People have different thoughts of what “good” music is but does that mean one person I right and the other is wrong? Conflicting perspectives generate diverse insights into what we personally believe in while changing the way we perceive and think of certain situations, events and insights. It is through the funerary speeches of Marcus Brutus and Mark Antony that we are shown a prime example of the quote “sometimes what is right to one person is wrong to another”, as Shakespeare shows a representation of conflicting perspectives.
The representations of the power within rhetoric are to generate contradictions within the justifications of Caesar’s assassination as they supposedly come from good intentions.

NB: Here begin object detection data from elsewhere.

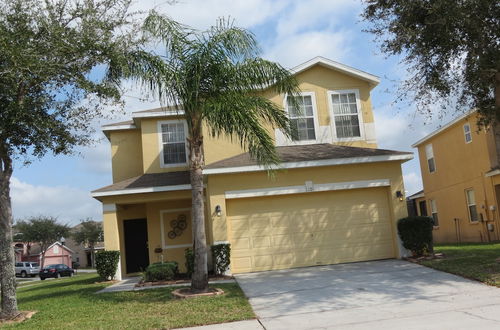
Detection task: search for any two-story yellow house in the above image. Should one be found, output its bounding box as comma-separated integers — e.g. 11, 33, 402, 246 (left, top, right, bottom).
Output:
410, 111, 500, 243
92, 57, 412, 277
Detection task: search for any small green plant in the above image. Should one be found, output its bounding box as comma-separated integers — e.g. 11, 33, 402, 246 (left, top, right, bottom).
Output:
184, 248, 194, 277
143, 261, 179, 282
398, 217, 434, 257
95, 251, 120, 281
211, 244, 231, 274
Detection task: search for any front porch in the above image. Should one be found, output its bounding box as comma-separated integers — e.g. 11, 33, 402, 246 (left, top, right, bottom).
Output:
93, 172, 211, 279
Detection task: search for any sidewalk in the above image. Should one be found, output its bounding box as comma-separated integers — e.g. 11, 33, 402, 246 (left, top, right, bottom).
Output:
177, 320, 264, 330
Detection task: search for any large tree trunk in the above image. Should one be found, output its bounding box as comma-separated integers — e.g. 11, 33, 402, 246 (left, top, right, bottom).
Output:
189, 137, 208, 292
0, 144, 18, 318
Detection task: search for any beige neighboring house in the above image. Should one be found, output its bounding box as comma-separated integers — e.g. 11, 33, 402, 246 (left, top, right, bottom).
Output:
66, 224, 104, 268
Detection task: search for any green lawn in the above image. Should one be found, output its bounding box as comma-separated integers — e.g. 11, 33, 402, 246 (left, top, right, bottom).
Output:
6, 274, 255, 329
421, 243, 500, 287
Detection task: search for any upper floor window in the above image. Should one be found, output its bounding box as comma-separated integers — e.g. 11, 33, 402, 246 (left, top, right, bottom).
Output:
328, 90, 361, 139
159, 120, 187, 166
464, 124, 472, 143
429, 199, 439, 227
286, 93, 316, 141
465, 189, 479, 222
425, 144, 436, 173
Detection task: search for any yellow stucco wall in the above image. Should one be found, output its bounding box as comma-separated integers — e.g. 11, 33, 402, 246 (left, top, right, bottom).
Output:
109, 129, 144, 182
418, 115, 500, 243
208, 162, 407, 260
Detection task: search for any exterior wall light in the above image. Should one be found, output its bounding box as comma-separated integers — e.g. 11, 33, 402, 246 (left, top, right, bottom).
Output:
215, 205, 222, 217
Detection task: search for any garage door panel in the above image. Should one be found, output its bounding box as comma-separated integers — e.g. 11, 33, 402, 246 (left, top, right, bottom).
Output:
226, 188, 394, 273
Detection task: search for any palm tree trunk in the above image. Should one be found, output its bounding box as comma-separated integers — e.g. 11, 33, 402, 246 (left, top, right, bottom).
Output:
189, 137, 208, 292
0, 144, 18, 319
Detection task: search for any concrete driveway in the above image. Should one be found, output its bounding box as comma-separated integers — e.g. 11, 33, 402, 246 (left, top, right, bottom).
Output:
236, 260, 500, 330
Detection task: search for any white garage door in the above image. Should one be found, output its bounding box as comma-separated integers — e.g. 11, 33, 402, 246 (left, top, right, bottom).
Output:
226, 188, 395, 273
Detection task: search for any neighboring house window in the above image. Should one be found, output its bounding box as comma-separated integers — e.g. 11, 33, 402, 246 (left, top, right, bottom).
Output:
464, 124, 472, 143
465, 189, 479, 222
418, 201, 427, 217
286, 95, 316, 141
425, 144, 436, 173
160, 121, 187, 166
429, 199, 439, 227
329, 91, 361, 139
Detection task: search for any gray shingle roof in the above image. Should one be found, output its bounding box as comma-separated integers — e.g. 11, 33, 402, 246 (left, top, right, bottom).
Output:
206, 143, 412, 169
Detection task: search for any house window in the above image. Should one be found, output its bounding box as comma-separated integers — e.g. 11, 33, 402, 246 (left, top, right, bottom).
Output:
429, 199, 439, 227
425, 144, 436, 173
418, 201, 427, 217
287, 95, 316, 141
464, 124, 472, 143
160, 121, 187, 166
465, 189, 479, 222
330, 91, 361, 139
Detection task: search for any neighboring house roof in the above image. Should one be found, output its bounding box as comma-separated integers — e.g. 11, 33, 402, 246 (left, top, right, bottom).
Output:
47, 242, 75, 253
407, 190, 424, 200
411, 110, 476, 148
204, 143, 413, 174
291, 56, 380, 88
92, 171, 191, 197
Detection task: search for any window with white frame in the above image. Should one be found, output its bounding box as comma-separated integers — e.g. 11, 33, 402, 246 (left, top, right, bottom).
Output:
465, 189, 479, 222
160, 121, 187, 166
429, 199, 439, 227
330, 91, 361, 139
464, 124, 472, 143
286, 95, 316, 141
425, 144, 436, 173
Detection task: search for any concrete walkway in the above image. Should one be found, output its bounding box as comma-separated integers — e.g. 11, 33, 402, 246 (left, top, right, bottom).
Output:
96, 276, 235, 293
236, 260, 500, 330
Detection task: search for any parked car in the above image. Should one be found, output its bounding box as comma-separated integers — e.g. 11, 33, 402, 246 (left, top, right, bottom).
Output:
39, 264, 75, 281
16, 261, 40, 277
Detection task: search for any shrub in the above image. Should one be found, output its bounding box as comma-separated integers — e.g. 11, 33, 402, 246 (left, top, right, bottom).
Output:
143, 261, 179, 282
211, 244, 231, 274
95, 251, 120, 281
184, 248, 194, 277
398, 217, 434, 257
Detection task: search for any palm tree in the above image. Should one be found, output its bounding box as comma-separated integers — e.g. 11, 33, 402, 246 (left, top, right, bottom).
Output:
107, 12, 298, 292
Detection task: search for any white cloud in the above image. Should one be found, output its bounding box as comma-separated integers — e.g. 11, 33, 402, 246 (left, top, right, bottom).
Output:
264, 31, 350, 67
11, 177, 102, 225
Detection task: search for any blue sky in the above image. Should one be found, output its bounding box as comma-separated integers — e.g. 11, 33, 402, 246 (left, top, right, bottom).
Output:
12, 0, 458, 224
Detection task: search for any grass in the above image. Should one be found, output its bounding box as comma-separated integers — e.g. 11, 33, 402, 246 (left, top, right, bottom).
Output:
421, 243, 500, 287
5, 274, 255, 329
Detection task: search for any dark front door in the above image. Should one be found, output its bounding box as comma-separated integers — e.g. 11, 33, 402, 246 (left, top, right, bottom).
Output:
123, 219, 149, 273
418, 201, 427, 217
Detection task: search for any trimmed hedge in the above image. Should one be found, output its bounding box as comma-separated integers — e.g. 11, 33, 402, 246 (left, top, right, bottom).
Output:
95, 251, 120, 281
143, 261, 179, 282
398, 217, 434, 257
211, 244, 231, 274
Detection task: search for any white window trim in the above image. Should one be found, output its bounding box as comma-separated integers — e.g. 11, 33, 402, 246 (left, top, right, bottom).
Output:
465, 188, 479, 224
326, 89, 365, 142
424, 143, 437, 173
157, 119, 189, 168
283, 92, 320, 146
463, 123, 472, 144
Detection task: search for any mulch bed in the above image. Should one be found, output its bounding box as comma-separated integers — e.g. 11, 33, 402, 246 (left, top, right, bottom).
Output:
0, 311, 36, 326
172, 288, 224, 299
403, 253, 446, 264
135, 275, 234, 287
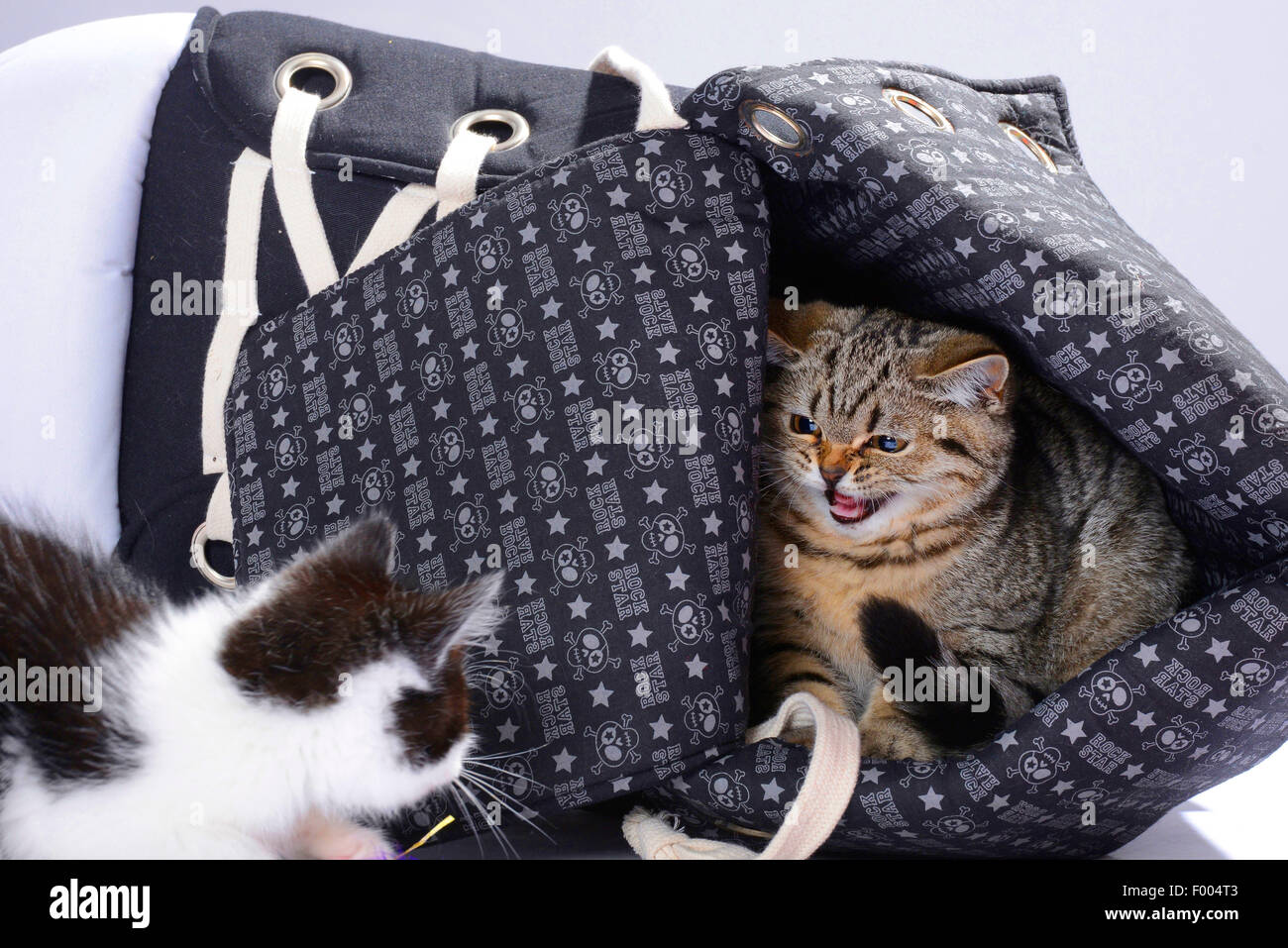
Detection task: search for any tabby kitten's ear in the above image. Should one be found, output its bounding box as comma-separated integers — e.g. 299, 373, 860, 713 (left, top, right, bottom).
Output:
923, 352, 1012, 411
765, 297, 834, 368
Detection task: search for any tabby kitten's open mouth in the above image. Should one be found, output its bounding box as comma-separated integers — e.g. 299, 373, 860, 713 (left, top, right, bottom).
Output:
825, 487, 888, 523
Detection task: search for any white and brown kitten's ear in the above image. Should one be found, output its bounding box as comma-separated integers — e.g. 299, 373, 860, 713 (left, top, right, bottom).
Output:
290, 514, 398, 579
922, 352, 1012, 411
765, 297, 834, 366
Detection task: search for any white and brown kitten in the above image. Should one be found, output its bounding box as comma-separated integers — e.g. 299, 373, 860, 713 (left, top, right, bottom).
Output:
751, 303, 1194, 760
0, 519, 499, 858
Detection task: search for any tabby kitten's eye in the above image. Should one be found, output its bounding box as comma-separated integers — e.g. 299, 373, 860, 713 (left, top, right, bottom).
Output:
789, 415, 818, 434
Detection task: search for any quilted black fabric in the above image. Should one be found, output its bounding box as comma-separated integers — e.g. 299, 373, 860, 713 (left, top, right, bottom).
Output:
644, 60, 1288, 855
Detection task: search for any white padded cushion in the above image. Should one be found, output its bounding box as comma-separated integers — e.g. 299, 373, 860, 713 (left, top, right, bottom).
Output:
0, 13, 192, 548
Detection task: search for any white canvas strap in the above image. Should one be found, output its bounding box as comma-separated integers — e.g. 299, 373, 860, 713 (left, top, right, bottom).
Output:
434, 129, 496, 220
268, 86, 340, 296
590, 47, 688, 132
190, 87, 483, 588
622, 691, 860, 859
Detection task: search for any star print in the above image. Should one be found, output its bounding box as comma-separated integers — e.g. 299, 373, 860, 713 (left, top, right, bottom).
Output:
917, 787, 944, 810
1083, 331, 1109, 356
1136, 644, 1159, 669
626, 621, 652, 647
1203, 636, 1234, 662
1020, 250, 1046, 273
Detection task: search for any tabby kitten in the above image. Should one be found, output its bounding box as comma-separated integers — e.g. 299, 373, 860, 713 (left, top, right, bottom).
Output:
751, 303, 1194, 760
0, 519, 501, 859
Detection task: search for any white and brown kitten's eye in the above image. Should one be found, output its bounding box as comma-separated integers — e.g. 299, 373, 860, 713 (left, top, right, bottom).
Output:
787, 415, 819, 438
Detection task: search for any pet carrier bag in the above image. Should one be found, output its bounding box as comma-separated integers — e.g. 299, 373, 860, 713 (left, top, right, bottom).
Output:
121, 9, 1288, 857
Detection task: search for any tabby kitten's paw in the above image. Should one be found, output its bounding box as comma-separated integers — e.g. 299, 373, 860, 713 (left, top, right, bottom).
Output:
859, 698, 943, 761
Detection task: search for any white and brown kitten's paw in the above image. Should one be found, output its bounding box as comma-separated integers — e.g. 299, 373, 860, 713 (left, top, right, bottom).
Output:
296, 815, 398, 859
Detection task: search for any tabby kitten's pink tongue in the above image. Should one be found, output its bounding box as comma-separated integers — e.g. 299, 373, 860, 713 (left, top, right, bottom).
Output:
827, 488, 881, 523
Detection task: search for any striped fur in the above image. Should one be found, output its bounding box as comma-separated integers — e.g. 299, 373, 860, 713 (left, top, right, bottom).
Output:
752, 303, 1194, 760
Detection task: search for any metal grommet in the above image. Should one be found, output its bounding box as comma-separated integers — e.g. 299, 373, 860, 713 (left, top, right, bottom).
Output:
881, 89, 956, 132
999, 123, 1059, 174
738, 102, 810, 155
450, 108, 532, 152
188, 523, 237, 588
273, 53, 353, 111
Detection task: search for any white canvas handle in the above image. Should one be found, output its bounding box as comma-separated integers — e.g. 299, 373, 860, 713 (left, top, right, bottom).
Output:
622, 691, 860, 859
590, 47, 688, 132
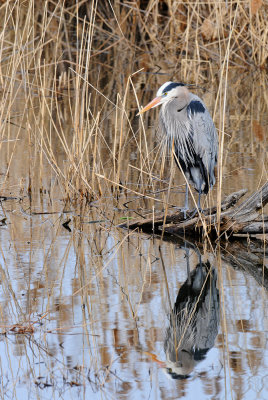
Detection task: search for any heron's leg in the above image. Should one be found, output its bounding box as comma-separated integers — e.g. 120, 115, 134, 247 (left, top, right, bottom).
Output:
183, 182, 189, 219
184, 242, 191, 285
191, 189, 203, 218
197, 189, 202, 211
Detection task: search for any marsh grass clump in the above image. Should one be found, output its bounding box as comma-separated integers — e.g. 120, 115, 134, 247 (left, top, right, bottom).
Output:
0, 0, 267, 206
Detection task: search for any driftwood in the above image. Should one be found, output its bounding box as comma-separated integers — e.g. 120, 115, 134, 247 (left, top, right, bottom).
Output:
120, 182, 268, 238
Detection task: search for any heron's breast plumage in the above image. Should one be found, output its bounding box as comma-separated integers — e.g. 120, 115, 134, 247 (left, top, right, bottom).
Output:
160, 95, 218, 193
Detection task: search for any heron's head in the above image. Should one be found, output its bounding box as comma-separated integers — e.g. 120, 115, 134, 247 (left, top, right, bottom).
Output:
138, 82, 189, 115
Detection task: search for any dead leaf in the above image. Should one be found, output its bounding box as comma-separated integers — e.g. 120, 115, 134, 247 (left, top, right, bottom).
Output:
252, 119, 264, 142
201, 18, 217, 40
250, 0, 262, 15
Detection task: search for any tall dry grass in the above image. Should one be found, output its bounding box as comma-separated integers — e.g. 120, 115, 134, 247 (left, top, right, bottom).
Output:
0, 0, 267, 214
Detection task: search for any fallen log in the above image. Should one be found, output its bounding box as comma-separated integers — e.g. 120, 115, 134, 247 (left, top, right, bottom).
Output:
120, 181, 268, 239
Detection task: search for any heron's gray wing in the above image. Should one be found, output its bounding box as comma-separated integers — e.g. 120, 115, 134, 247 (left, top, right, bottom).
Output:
187, 99, 218, 186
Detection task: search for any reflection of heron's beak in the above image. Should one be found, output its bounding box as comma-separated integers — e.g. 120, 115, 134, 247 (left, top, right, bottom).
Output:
137, 96, 162, 115
144, 351, 166, 368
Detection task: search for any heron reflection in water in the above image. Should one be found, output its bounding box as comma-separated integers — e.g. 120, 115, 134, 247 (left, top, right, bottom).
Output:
164, 249, 219, 379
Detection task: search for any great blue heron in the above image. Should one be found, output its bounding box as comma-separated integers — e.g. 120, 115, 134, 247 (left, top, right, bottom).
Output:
139, 82, 218, 217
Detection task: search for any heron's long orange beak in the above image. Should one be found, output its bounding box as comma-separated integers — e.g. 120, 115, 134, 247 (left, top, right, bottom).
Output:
137, 96, 162, 115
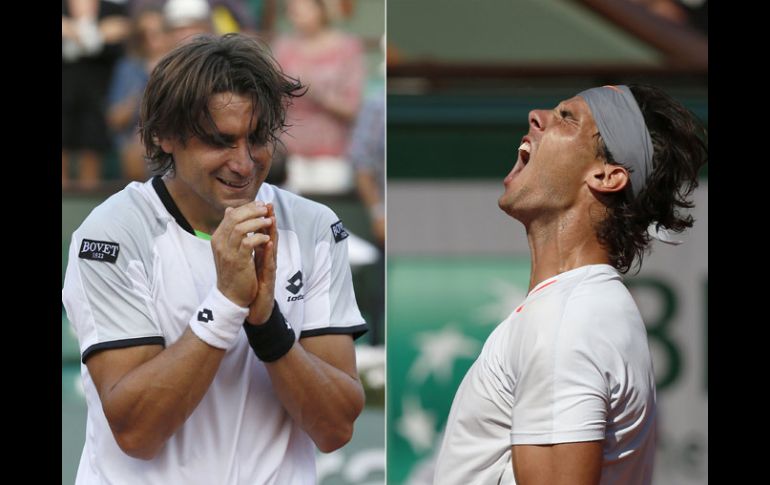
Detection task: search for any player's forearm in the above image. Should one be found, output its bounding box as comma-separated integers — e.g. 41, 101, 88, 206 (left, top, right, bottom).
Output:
101, 328, 224, 459
266, 343, 365, 453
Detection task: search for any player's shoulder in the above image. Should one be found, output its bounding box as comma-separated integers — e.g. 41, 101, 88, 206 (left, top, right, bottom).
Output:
76, 182, 164, 244
563, 265, 644, 340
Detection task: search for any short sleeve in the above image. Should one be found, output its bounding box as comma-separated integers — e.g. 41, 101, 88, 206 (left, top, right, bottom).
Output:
511, 312, 609, 445
62, 212, 165, 363
300, 207, 367, 338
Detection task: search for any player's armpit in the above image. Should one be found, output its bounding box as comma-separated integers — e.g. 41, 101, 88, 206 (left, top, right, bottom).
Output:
511, 441, 602, 485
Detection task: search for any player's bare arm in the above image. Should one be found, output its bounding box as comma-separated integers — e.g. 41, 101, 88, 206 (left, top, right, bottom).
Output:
247, 207, 365, 452
511, 441, 602, 485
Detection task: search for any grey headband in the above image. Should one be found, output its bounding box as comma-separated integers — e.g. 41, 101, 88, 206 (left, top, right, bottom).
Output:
578, 86, 682, 245
578, 86, 653, 197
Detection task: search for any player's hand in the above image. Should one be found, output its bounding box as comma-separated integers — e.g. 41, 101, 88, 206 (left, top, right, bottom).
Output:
246, 204, 278, 325
211, 201, 274, 307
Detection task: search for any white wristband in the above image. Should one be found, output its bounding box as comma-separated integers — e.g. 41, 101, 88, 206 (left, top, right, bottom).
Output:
190, 286, 249, 350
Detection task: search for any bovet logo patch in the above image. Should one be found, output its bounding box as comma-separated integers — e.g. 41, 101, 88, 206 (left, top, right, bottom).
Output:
332, 221, 350, 242
78, 239, 120, 263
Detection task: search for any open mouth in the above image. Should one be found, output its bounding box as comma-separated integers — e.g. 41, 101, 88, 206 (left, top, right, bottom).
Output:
503, 140, 532, 185
217, 177, 249, 189
519, 141, 532, 165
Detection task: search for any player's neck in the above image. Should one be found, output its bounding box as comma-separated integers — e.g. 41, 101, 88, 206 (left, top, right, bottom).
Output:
163, 175, 223, 234
527, 214, 609, 291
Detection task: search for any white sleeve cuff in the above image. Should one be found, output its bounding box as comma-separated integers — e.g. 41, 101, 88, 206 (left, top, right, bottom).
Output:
190, 285, 249, 350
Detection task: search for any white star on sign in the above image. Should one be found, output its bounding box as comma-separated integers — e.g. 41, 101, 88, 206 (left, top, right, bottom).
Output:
396, 396, 436, 453
408, 324, 480, 384
473, 279, 527, 325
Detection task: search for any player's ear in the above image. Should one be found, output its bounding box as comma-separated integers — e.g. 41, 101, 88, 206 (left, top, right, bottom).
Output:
153, 136, 176, 154
586, 163, 629, 193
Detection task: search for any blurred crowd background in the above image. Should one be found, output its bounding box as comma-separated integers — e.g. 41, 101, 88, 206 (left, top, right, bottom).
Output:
62, 0, 385, 485
387, 0, 708, 485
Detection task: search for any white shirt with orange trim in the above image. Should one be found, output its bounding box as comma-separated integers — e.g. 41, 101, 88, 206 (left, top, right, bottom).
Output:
433, 264, 656, 485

The difference between Brutus’s and Antony’s speech is the intentions Brutus’s and Antony’s speech is the intentions as Brutus chooses to speak with honesty, not making any attempts to manipulate the audience to agree with what he believed. Brutus’s dry, emotionless prose as he logically and impersonally tires to appeal to the wisdom and judgement of the crowd illustrating the different personalities he portrays within the play. The illustration of his contrasting thoughts is presented as he voices to the crowd, “Had you rather Caesar were living, and die all slaves, that that Caesar were dead, to live all freeman” presenting his use of persuasion as he tries to pull the audience to think like him, somewhat forcing them to agree upon Caesar’s death. As Brutus exits the stage, it shows his exit to power thus illustrating his argument being pushed aside by the audience. Through Shakespeare’s use of rhetoric that we are shown one side of the conflicting perspective demonstrating the diverse insights within the audience to the death of Caesar.
However, Shakespeare’s representation of an opposing perspective on Caesar’s assassination is presented through Mark Antony’s speech as his aim to portray the conspirators as “traitors” thus illustrating that how sometimes what is right to one person is wrong to another.